Get Out of the Christian Ghetto
It can be tempting to fill the week with church activities and avoid any influences from the world. But this causes a problem when it comes to evangelism.
Is your preaching and teaching ministry doing enough to prepare your church for the task of evangelism? In this series, Andy Paterson offers biblical encouragement that every Christian has a role to play, free from false guilt.
This is part 10 in the series.
My parents were some of the greatest and godliest people I have known. It was an immense privilege growing up in that Christian home. But there were some rules, designed (or at least that’s how it seemed to me) to keep us hermetically sealed off from “the world” and the “contamination” that could bring.
We didn’t play cards, go to the cinema, visit the theatre, play outside on a Sunday, dance, eat at restaurants or drink alcohol. I did however attend five church services on a Sunday wearing my ‘Sunday best’. Music was okay, as long as it was pre-1950. We were about the last family in the district to get a stereo record player, and then the only records we borrowed from the library were from the classical music section.
And as my sense of puzzlement and rebellion grew, along with my hair, I remember buying my first-ever album, the prog-rockers, Emerson Lake and Palmer with their Pictures at an Exhibition, and explaining to my mother that it was based on Mussorgsky's wonderful classical suite. Although I don't think my dad ever worked out how Nut Rocker (the final track) fitted into that musical genre.

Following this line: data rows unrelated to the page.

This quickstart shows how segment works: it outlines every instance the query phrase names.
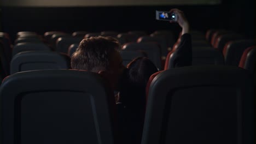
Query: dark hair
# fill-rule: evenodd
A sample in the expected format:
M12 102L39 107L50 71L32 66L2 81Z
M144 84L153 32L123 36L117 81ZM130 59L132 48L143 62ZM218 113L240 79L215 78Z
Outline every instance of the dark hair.
M71 57L71 68L96 73L106 70L113 52L120 50L118 40L112 37L84 39Z
M120 92L119 102L125 104L139 105L143 107L146 102L146 87L150 76L158 71L148 58L133 59L127 66L127 86ZM136 103L136 104L135 104Z
M158 69L148 58L137 57L127 66L130 82L138 88L146 88L150 76L157 72Z

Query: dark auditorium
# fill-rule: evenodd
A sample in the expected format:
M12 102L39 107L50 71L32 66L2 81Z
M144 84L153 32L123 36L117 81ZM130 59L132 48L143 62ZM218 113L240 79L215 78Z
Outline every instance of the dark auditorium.
M0 0L0 143L255 143L255 2Z

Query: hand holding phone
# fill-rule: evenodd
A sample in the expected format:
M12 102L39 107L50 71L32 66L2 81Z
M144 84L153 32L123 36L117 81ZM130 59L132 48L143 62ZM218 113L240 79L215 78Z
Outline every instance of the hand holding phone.
M155 16L156 19L158 20L173 22L177 22L178 21L178 15L173 12L156 10Z

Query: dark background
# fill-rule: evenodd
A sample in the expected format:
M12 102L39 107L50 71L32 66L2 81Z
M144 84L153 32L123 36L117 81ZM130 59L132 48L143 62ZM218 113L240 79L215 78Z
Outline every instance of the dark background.
M155 10L177 8L183 10L191 29L206 32L210 28L229 29L255 38L253 0L223 1L218 5L118 6L90 7L1 7L0 30L15 38L19 31L180 30L176 24L155 20Z

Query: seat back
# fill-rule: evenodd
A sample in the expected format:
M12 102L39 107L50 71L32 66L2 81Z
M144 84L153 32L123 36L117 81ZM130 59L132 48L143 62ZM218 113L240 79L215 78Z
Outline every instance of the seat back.
M243 51L248 47L255 45L255 40L243 39L228 43L223 50L226 65L238 67Z
M65 33L63 32L59 32L59 31L50 31L50 32L46 32L44 33L44 38L48 44L52 44L51 43L51 37L53 35L55 34L63 34Z
M135 34L124 33L119 33L117 36L117 38L119 43L123 45L130 42L136 42L138 37Z
M11 59L11 49L10 48L11 42L10 39L9 39L8 34L5 33L0 33L0 40L2 41L3 44L3 51L4 53L4 57L6 58L6 61L8 63L10 62ZM2 56L1 56L2 57Z
M117 38L118 33L115 31L102 31L101 32L101 35L102 37L112 37Z
M226 34L221 35L216 38L217 40L214 44L213 47L222 52L225 45L229 41L242 39L243 38L244 38L242 35L237 34Z
M91 37L98 37L101 35L101 33L89 33L85 34L84 38L90 38Z
M136 57L147 56L146 53L140 51L121 51L120 53L125 66Z
M39 38L35 37L21 37L17 38L15 41L14 44L18 44L22 43L43 43L43 41L42 39L40 39Z
M77 47L78 47L78 46L79 46L79 44L73 44L69 46L68 52L68 55L69 57L72 56L73 53L74 53L74 52L75 51Z
M50 48L43 43L21 43L14 45L13 50L13 57L16 54L26 51L47 51Z
M147 35L147 32L144 31L130 31L127 32L130 34L136 34L138 37Z
M154 36L143 36L138 39L137 43L155 42L160 47L161 56L166 57L168 53L167 51L167 39L164 35L156 35Z
M160 47L156 43L130 43L123 46L123 51L142 50L159 69L162 69Z
M82 70L9 76L0 88L1 143L118 143L107 86L100 75Z
M160 73L150 84L142 143L253 143L252 78L225 65Z
M25 51L18 53L11 59L10 74L41 69L68 69L70 58L66 55L51 51Z
M206 33L205 34L205 38L206 40L211 43L211 40L212 38L212 36L214 32L216 32L218 29L208 29L207 31L206 32Z
M83 38L63 37L58 39L56 44L56 51L68 53L68 48L73 44L80 43Z
M172 47L173 44L175 43L175 40L176 39L174 33L172 31L155 31L150 34L150 36L153 37L154 36L161 37L162 38L166 39L167 46L170 47Z
M255 63L255 55L256 46L251 46L246 49L241 58L239 67L248 69L253 73L255 73L256 68L256 63Z
M74 37L84 38L88 33L89 32L86 31L77 31L72 33L72 36Z
M165 65L165 69L174 67L175 51L171 51L168 55ZM192 49L192 65L224 65L224 57L219 51L211 47L195 47Z
M0 80L10 74L10 64L4 53L4 45L0 40Z

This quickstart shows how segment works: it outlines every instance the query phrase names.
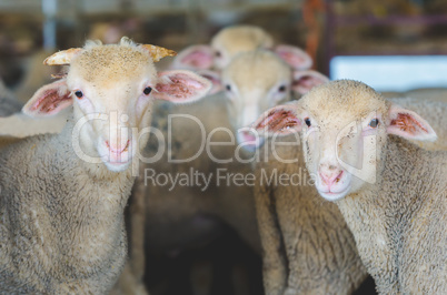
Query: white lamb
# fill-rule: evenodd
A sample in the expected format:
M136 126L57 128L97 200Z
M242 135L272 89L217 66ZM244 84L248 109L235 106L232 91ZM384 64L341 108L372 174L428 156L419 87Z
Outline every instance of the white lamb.
M407 141L436 140L421 116L341 80L270 109L255 126L300 132L317 191L340 208L380 294L446 292L447 152Z
M301 95L314 84L327 82L327 78L315 71L294 70L274 52L257 50L237 55L225 68L222 75L213 73L213 82L218 90L227 89L228 84L231 89L207 98L193 108L158 104L157 113L193 115L203 124L206 136L213 130L224 128L237 135L239 128L255 120L264 110L291 100L294 92L298 96ZM255 105L258 106L252 108ZM188 159L200 150L202 134L199 125L190 119L175 119L172 122L172 125L168 125L167 115L156 115L152 124L162 131L165 139L172 136L171 155L175 159ZM169 133L169 129L172 133ZM244 135L239 133L236 138L237 142L234 144L210 146L211 155L217 159L229 159L235 156L237 143L241 143L249 151L260 144L254 142L249 133ZM229 134L215 132L211 139L212 142L228 142ZM147 152L153 154L157 150L158 140L152 136ZM239 163L235 160L232 163L218 164L203 150L196 160L186 163L170 163L168 153L165 153L157 163L140 167L141 177L136 182L131 204L131 224L135 226L131 225L133 234L130 254L131 266L140 269L139 276L142 276L141 272L145 268L141 265L145 262L141 255L142 238L151 241L152 253L167 250L177 252L197 241L200 243L209 241L217 235L222 224L227 224L236 230L251 248L260 253L252 187L224 184L217 186L216 179L217 169L225 169L229 173L250 173L249 163ZM165 186L147 186L145 169L153 169L157 174L162 175L189 173L190 169L193 169L212 177L210 185L203 191L196 185L178 185L169 190L171 183ZM141 206L146 212L141 211ZM146 220L142 228L141 220Z
M39 89L23 111L48 116L72 105L57 135L0 150L0 293L105 294L127 255L123 224L131 162L149 134L155 99L186 102L210 83L188 71L157 75L175 52L87 42L54 53L67 78ZM128 131L128 132L126 132Z
M179 52L172 62L172 69L222 70L241 52L257 49L272 49L297 70L306 70L312 65L309 54L297 47L276 45L272 37L256 26L238 24L219 31L210 45L191 45ZM292 54L290 54L292 51Z

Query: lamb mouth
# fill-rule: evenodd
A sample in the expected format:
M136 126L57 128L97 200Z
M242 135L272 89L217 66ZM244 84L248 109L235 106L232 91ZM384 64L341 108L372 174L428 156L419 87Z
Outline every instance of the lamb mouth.
M345 190L342 190L341 192L321 192L318 191L318 193L326 200L334 202L334 201L338 201L342 197L345 197L350 191L350 185L346 186Z

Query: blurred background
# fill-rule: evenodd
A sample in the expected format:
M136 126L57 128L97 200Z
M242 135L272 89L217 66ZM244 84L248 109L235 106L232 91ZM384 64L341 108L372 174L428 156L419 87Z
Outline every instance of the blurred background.
M24 102L58 71L43 59L86 39L180 51L238 23L301 47L331 79L379 91L447 87L446 0L0 0L0 78ZM260 257L229 227L149 261L151 294L207 294L191 281L212 294L262 294Z
M0 0L0 75L14 88L39 51L86 39L180 50L235 23L305 48L332 79L395 91L447 84L445 0Z

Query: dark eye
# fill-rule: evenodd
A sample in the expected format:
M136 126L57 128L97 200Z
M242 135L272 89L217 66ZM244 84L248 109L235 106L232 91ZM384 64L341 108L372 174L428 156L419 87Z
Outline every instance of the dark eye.
M76 91L76 92L74 92L74 95L76 95L78 99L82 99L82 98L83 98L83 93L82 93L82 91L80 91L80 90Z
M369 122L369 126L370 126L370 128L377 128L378 124L379 124L379 120L378 120L378 119L372 119L371 122Z

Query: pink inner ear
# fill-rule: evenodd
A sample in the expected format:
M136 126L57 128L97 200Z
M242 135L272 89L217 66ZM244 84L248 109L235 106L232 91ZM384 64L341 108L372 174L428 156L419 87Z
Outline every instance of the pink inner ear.
M416 136L418 133L420 133L420 130L423 130L425 133L428 133L428 130L425 129L419 121L415 120L410 114L407 113L398 113L397 118L391 120L390 125L399 129L401 132L411 134L413 136Z
M286 60L294 68L300 68L300 65L305 62L304 58L297 57L296 54L288 51L279 51L278 55L281 57L281 59Z
M71 104L70 93L60 96L57 89L49 89L42 93L40 99L31 105L31 112L53 114L60 109Z
M299 122L292 111L272 110L267 118L256 125L257 130L268 128L270 132L281 132L298 125Z
M199 81L191 80L186 74L176 74L169 79L171 83L158 83L156 90L177 100L187 100L205 88Z
M197 50L187 54L181 59L181 63L191 65L197 69L208 69L211 68L213 62L212 55L207 54L207 52Z
M222 85L220 83L220 75L218 72L210 71L210 70L201 70L201 71L197 71L197 73L200 74L201 77L208 79L209 81L211 81L212 88L208 94L215 94L221 90Z

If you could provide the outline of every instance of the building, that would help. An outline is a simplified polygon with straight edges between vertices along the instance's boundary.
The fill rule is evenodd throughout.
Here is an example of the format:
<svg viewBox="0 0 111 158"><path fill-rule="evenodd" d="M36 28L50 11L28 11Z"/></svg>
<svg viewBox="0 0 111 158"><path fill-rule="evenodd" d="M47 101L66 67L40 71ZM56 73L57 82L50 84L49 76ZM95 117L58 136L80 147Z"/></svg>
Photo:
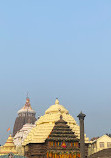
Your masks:
<svg viewBox="0 0 111 158"><path fill-rule="evenodd" d="M19 155L22 153L22 143L33 127L35 127L35 124L26 123L22 129L15 134L13 142Z"/></svg>
<svg viewBox="0 0 111 158"><path fill-rule="evenodd" d="M91 141L88 149L88 155L94 154L100 150L111 148L111 137L103 135Z"/></svg>
<svg viewBox="0 0 111 158"><path fill-rule="evenodd" d="M13 136L25 125L26 123L34 124L37 120L35 118L36 112L32 109L29 97L26 98L25 105L18 111L18 117L15 120L13 128Z"/></svg>
<svg viewBox="0 0 111 158"><path fill-rule="evenodd" d="M60 116L44 143L26 145L25 155L28 158L79 158L79 139Z"/></svg>
<svg viewBox="0 0 111 158"><path fill-rule="evenodd" d="M6 143L0 147L0 155L7 155L9 153L13 153L15 155L18 155L18 152L16 150L16 146L13 143L13 137L9 135Z"/></svg>
<svg viewBox="0 0 111 158"><path fill-rule="evenodd" d="M45 152L46 154L46 150L47 150L46 144L48 141L48 137L50 136L53 128L55 128L56 122L60 120L61 115L63 117L63 120L67 122L67 126L72 130L76 138L80 139L79 126L77 125L74 118L69 114L68 110L65 109L64 106L60 105L58 99L56 99L55 104L50 106L45 111L45 115L41 116L39 120L36 121L35 123L36 126L32 128L27 138L22 143L24 147L24 151L27 154L27 156L30 157L31 152L33 152L33 154L35 153L34 152L35 144L36 144L35 151L37 151L37 148L40 149L41 145L43 145L43 152ZM89 139L86 137L86 135L85 135L85 144L86 146L89 144ZM30 145L31 147L29 147ZM33 151L29 151L29 148L32 149ZM41 156L40 158L43 157Z"/></svg>

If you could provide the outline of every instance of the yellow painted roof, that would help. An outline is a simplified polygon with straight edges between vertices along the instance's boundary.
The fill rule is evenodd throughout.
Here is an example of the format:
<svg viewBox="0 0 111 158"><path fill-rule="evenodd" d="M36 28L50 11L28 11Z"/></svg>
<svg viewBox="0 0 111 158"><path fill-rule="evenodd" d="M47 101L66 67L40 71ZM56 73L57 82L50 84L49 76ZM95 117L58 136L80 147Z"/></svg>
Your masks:
<svg viewBox="0 0 111 158"><path fill-rule="evenodd" d="M29 143L43 143L47 139L48 135L52 131L55 122L63 116L63 120L67 122L70 128L75 132L75 134L80 138L80 128L76 124L74 118L69 114L68 110L64 106L59 104L58 99L56 99L55 105L49 107L46 110L45 115L41 116L39 120L36 121L36 127L34 127L28 134L27 138L24 140L23 145ZM88 138L85 136L85 141L88 142Z"/></svg>
<svg viewBox="0 0 111 158"><path fill-rule="evenodd" d="M10 152L17 154L16 146L14 145L13 137L11 135L9 135L6 143L0 147L0 155L8 154Z"/></svg>

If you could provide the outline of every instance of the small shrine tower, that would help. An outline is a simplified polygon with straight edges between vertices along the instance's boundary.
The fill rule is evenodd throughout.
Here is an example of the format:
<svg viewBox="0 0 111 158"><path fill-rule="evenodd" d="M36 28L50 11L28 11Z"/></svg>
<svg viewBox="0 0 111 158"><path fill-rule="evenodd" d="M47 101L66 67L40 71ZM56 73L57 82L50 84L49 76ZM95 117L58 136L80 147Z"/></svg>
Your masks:
<svg viewBox="0 0 111 158"><path fill-rule="evenodd" d="M18 117L15 120L13 128L13 136L19 131L26 123L34 124L37 120L36 112L32 109L29 97L26 98L25 105L18 111Z"/></svg>

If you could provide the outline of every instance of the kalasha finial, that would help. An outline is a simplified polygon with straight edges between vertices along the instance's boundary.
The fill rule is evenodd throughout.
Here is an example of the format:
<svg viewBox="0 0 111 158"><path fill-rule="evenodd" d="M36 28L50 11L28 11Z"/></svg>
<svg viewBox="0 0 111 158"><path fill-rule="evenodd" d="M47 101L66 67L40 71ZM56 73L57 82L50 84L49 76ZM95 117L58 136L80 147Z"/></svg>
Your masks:
<svg viewBox="0 0 111 158"><path fill-rule="evenodd" d="M84 120L85 116L86 116L86 115L83 114L82 111L81 111L80 114L79 114L77 117L79 118L79 120L80 120L80 119L83 119L83 120Z"/></svg>
<svg viewBox="0 0 111 158"><path fill-rule="evenodd" d="M62 120L62 118L63 118L62 115L60 115L60 120Z"/></svg>
<svg viewBox="0 0 111 158"><path fill-rule="evenodd" d="M56 98L55 104L56 104L56 105L59 105L59 100L58 100L58 98Z"/></svg>

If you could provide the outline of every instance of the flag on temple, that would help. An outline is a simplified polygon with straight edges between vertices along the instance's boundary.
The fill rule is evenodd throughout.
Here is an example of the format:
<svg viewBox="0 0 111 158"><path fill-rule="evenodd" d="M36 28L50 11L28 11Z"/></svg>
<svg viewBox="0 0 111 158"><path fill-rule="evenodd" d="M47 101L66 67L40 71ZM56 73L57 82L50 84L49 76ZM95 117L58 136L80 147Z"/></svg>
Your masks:
<svg viewBox="0 0 111 158"><path fill-rule="evenodd" d="M10 127L7 129L7 132L10 131Z"/></svg>

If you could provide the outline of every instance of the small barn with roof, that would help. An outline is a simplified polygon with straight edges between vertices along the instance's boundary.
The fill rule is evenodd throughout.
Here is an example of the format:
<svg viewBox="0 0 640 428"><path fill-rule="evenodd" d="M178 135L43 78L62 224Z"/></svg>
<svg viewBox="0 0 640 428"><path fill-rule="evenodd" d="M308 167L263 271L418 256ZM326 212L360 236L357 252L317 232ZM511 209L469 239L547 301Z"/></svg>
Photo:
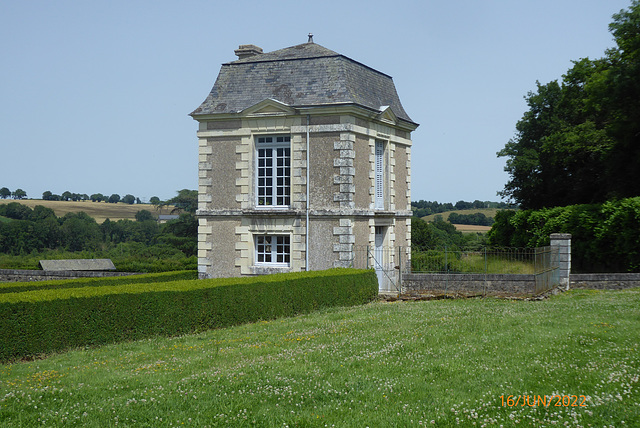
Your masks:
<svg viewBox="0 0 640 428"><path fill-rule="evenodd" d="M198 121L200 276L393 266L411 243L411 132L390 76L313 43L241 45Z"/></svg>

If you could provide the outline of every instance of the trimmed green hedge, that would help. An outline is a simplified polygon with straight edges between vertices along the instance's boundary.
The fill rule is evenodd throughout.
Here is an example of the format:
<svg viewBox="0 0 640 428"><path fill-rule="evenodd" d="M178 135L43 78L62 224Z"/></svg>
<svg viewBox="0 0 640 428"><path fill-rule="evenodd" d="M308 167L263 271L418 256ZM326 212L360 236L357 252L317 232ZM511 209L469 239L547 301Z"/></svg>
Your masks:
<svg viewBox="0 0 640 428"><path fill-rule="evenodd" d="M174 336L370 302L372 270L34 290L0 295L0 361Z"/></svg>
<svg viewBox="0 0 640 428"><path fill-rule="evenodd" d="M489 242L503 247L549 245L571 234L574 272L640 272L640 197L592 205L499 211Z"/></svg>
<svg viewBox="0 0 640 428"><path fill-rule="evenodd" d="M180 281L183 279L198 279L198 272L194 270L178 272L161 272L144 275L113 276L106 278L82 278L82 279L57 279L50 281L34 282L7 282L0 283L0 294L20 293L31 290L47 290L81 287L106 287L128 284L149 284L158 282ZM1 301L1 300L0 300Z"/></svg>

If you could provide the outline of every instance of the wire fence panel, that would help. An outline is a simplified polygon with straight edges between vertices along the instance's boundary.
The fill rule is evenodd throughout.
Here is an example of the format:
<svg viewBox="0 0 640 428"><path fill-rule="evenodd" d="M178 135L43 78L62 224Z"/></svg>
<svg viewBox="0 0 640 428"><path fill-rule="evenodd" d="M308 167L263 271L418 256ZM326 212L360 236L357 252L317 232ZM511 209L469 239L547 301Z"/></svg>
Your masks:
<svg viewBox="0 0 640 428"><path fill-rule="evenodd" d="M411 250L412 273L535 274L535 248L483 248L481 250Z"/></svg>
<svg viewBox="0 0 640 428"><path fill-rule="evenodd" d="M351 255L350 266L376 271L381 293L401 293L403 275L409 274L426 274L429 279L421 289L445 296L484 296L488 289L492 294L540 294L559 283L558 247L465 251L353 246Z"/></svg>

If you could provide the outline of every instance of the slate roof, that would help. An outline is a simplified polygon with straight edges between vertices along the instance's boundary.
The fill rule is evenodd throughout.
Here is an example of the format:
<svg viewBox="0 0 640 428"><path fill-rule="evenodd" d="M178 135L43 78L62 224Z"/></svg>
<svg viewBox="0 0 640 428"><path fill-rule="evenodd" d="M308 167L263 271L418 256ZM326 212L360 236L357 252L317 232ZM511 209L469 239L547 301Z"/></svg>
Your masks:
<svg viewBox="0 0 640 428"><path fill-rule="evenodd" d="M111 259L72 259L72 260L40 260L43 270L83 270L105 271L116 270Z"/></svg>
<svg viewBox="0 0 640 428"><path fill-rule="evenodd" d="M391 76L323 46L304 43L222 64L204 102L191 113L239 113L266 99L291 107L356 104L375 111L405 112Z"/></svg>

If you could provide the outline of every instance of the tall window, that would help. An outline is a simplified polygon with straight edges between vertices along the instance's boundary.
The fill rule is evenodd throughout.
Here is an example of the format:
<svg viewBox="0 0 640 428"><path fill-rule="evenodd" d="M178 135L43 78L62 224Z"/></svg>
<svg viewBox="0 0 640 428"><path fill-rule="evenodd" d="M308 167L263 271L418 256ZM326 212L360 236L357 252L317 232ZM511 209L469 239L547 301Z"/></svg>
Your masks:
<svg viewBox="0 0 640 428"><path fill-rule="evenodd" d="M291 138L258 137L257 183L258 206L291 205Z"/></svg>
<svg viewBox="0 0 640 428"><path fill-rule="evenodd" d="M384 141L376 140L375 209L384 209Z"/></svg>
<svg viewBox="0 0 640 428"><path fill-rule="evenodd" d="M289 265L291 246L288 235L258 235L256 242L256 264Z"/></svg>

Sport was all right. In fact, it was positively encouraged. But I remember when the coach carrying the school team stopped at a pub, I saw it as my Christian duty to stay in the coach and not venture into such a worldly domain.
I understand now, looking back, why we were raised in such a fashion and the love and care that went into these ‘regulations’. But its effect was to build into my psyche a suspicion of anything ‘worldly’. There was a distinction that needed to be retained. We weren’t of the world: we needed to remain apart and separate.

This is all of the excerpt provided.